Judy and Atis lived in the Boston area until 1972. Their first son, Daniel Evan Folkmanis, was born in Boston in 1966 and their second son, Jason Folkmanis, was born in Cambridge in 1968. After Atis received a Ph.D. in biochemistry from Brandeis University in Waltham, the Folkmanis family headed cross-country to California, where Atis began working as a post-doctoral student at the University of California.

Judy began making and selling puppets on Telegraph Avenue in Berkeley, which at the time hosted a vibrant street market for arts and crafts. Judy’s vision of realistic and high-quality animal puppets found an immediate market. In 1976, they started Furry Folk Puppets, which is now known as Folkmanis, Inc., and which continues her legacy, providing education and joy to children and adults.

In 1988 Judy and Atis moved to Mariposa Avenue in Berkeley, and it was here that Judy lived the rest of her life. She became a fixture in Berkeley’s Gourmet Ghetto, refusing to let her four-decade battle against multiple sclerosis prevent her from making regular runs past Live Oak Park and down Shattuck Avenue on her scooter. Judy and Atis continued to travel the world together in spite of her disability, visiting locales as far-flung as Botswana, New Zealand, Russia and Tanzania.

In an Antiochian article from 2012, Judy said, “To have the background I had going to Antioch, to starting the business, which we wouldn’t have done without the impetus from this College—this College is joy, and I will always remember it that way.”

Atis and Judy were awarded the Rebecca Rice Award in 2005 by the Antioch College Alumni Association for their “exemplary career, unwavering dedication to quality, fun and education, (that) reflects Antioch’s highest ideals of excellence.” In 2012, they returned to Yellow Springs for Reunion and were honored by former President Mark Roosevelt as some of the College’s most generous benefactors, giving resources and time to ensure the survival of the College.

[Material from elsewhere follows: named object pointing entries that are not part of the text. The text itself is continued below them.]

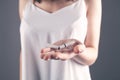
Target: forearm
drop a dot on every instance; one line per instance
(88, 57)
(20, 63)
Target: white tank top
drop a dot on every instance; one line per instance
(39, 28)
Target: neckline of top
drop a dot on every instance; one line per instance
(55, 12)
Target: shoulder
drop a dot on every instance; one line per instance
(22, 4)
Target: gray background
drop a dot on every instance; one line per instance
(106, 67)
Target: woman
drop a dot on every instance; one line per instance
(56, 22)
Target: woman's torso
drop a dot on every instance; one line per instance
(39, 28)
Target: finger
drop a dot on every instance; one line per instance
(44, 50)
(78, 49)
(46, 55)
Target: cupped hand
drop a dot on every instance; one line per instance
(47, 53)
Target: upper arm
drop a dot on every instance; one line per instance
(94, 13)
(22, 4)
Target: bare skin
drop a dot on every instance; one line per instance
(91, 44)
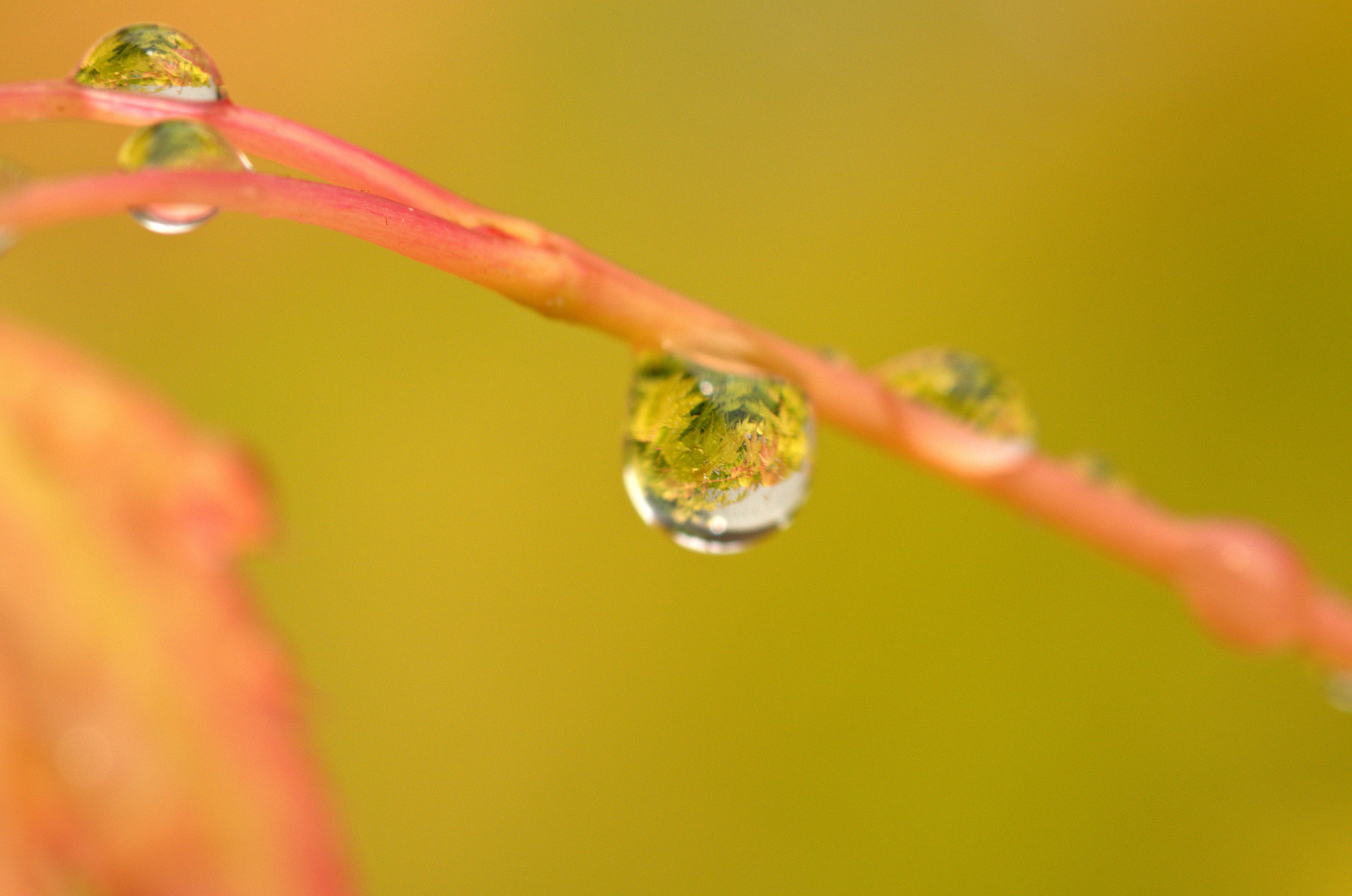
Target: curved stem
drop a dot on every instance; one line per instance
(1247, 586)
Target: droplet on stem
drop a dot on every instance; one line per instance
(717, 459)
(178, 144)
(1098, 470)
(11, 178)
(994, 429)
(152, 58)
(1244, 582)
(1339, 691)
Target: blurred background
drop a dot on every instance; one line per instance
(1140, 210)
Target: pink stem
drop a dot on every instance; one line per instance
(1247, 586)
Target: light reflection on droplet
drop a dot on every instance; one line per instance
(178, 144)
(717, 460)
(986, 426)
(150, 58)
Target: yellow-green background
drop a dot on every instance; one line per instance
(1143, 210)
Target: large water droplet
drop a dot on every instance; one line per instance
(717, 459)
(152, 58)
(994, 429)
(178, 144)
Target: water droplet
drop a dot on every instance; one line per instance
(11, 178)
(1339, 691)
(1098, 470)
(1244, 582)
(718, 460)
(993, 427)
(178, 144)
(152, 58)
(964, 387)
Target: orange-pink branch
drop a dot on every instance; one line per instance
(1246, 584)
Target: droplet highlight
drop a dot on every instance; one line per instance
(717, 459)
(152, 58)
(986, 427)
(178, 144)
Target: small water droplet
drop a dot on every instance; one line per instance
(993, 427)
(964, 387)
(11, 178)
(1098, 470)
(152, 58)
(178, 144)
(718, 460)
(1339, 691)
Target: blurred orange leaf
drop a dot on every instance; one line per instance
(149, 733)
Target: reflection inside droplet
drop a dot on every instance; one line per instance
(150, 58)
(717, 460)
(1339, 691)
(178, 144)
(986, 427)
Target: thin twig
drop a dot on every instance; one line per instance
(1247, 586)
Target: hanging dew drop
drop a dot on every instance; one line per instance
(178, 144)
(718, 460)
(994, 429)
(152, 58)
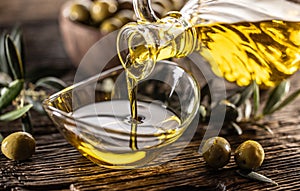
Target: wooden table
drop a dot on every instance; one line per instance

Judy is survived by her husband Atis, her sons Dan and Jason, and four grandchildren.

Michael Brower ’55

1932–Jan. 12, 2016

This obituary was published in the American Family Archives and Chronicles, Inc.

Beloved husband of Norma Finkelstein, Michael J. Brower ’55 passed away suddenly at the age of 83, on January 12, 2016. 

A graduate of Antioch College, Dr. Brower received his Ph.D. from Harvard University followed by a Fulbright Scholarship to Europe. Dr. Brower taught economics and political economy at MIT, Brandeis and the Universidad del Valle in Cali, Columbia. He subsequently founded the North East Labor Management Center later known as the Massachusetts Quality of Working Life Center. Deeply committed to improving the quality of worker’s lives, especially their work environment, Dr. Brower worked with both labor and management to encourage more collaborative and worker-empowering organizational values and structures.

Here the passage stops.